FIG. 1 is a plan view of a magnetic disk drive according to an embodiment of the present invention.

FIG. 2 is a perspective view of a support member of the magnetic disk device shown in FIG.

FIG. 3 is a side view of the magnetic disk drive shown in FIG.

FIG. 4 is a partial sectional view of the magnetic disk drive shown in FIG. 1;

FIG. 5 is a diagram showing a modification of the support member of the magnetic disk device shown in FIG.

FIG. 6 is a diagram illustrating a disturbance suppression characteristic of the magnetic disk device in the embodiment of the present invention.

FIG. 7 is a diagram showing a modification of the arrangement of the support members of the magnetic disk drive in the embodiment of the present invention.

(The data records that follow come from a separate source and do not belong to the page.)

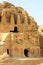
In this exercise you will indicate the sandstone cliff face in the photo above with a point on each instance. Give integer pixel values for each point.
(19, 35)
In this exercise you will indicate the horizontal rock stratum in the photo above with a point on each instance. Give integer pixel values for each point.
(21, 39)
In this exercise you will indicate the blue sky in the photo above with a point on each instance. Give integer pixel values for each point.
(33, 7)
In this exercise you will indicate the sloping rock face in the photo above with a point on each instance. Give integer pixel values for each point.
(19, 36)
(11, 16)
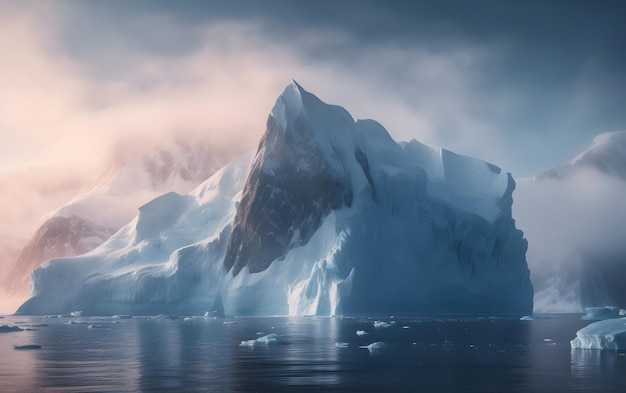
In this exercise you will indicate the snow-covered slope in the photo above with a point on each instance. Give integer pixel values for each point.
(574, 217)
(331, 216)
(135, 173)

FIG. 8 is a diagram showing a state when the frame performs a rotational movement.

[Explanation of symbols]

DESCRIPTION OF SYMBOLS 1 ... Installation member, 2 ... Housing, 3 ... Disk, 4 ... Actuator, 5 ... Support member, 5a ... Cylindrical part, 5b ... Flat plate part, 5c ... Bending part, 6 ... Stopper, 7 ... Circuit board, 8
... I / F connector, 9 ... Cable.

 ──────────────────────────────────────────────────続 き Continuing on the front page (72) Inventor Shigeo Nakamura 2880 Kozu, Odawara-shi, Kanagawa Prefecture Within the Hitachi, Ltd. Storage Systems Division (72) Inventor Masahiko Sega 2880 Kozu, Kozu, Odawara-shi, Kanagawa Hitachi Storage Corporation F term in the system division (reference) 3J048 AA01 AB01 BA05 BC04 DA04 EA07

Claims (5)

[Claims] 1. A housing containing a disk, a spindle motor for rotating the disk, a head for reading and writing information, a driving device for moving the head on the disk, and the housing In a magnetic disk drive including a support member made of an elastic body for supporting, and an installation member connected to the support member and fixed to a user frame, the support member has a cylindrical shape or a curved shape, Installing the support member at at least two corners of the housing;
And a mounting direction of the support member is inclined with respect to a longitudinal direction of the housing. 2. The magnetic disk according to claim 1, wherein the support member is installed at four corners of the housing, and an installation direction of the support member is inclined with respect to a longitudinal direction of the housing. apparatus. 3. The magnetic disk drive according to claim 2, wherein said support member has the same material and dimensions. 4. The head positioning control system determines a natural frequency of the housing in a rotation direction in a plane parallel to a recording surface of the disk, which is determined by a rigidity of the support member and a moment of inertia of the housing. 2. The magnetic disk drive according to claim 1, wherein the frequency is within a frequency band. 5. A housing including a disk, a spindle motor for rotating the disk, a head for reading and writing information, a drive for moving the head on the disk, and the housing. In a magnetic disk drive including a support member made of an elastic body for supporting, and an installation member connected to the support member and fixed to a user frame, the support member has a cylindrical shape or a curved shape, The support member is arranged such that a deformation direction of the support member when the housing rotates in a plane parallel to a recording surface of the disk is a tangential direction of the cylindrical shape or the curved shape. Magnetic disk device.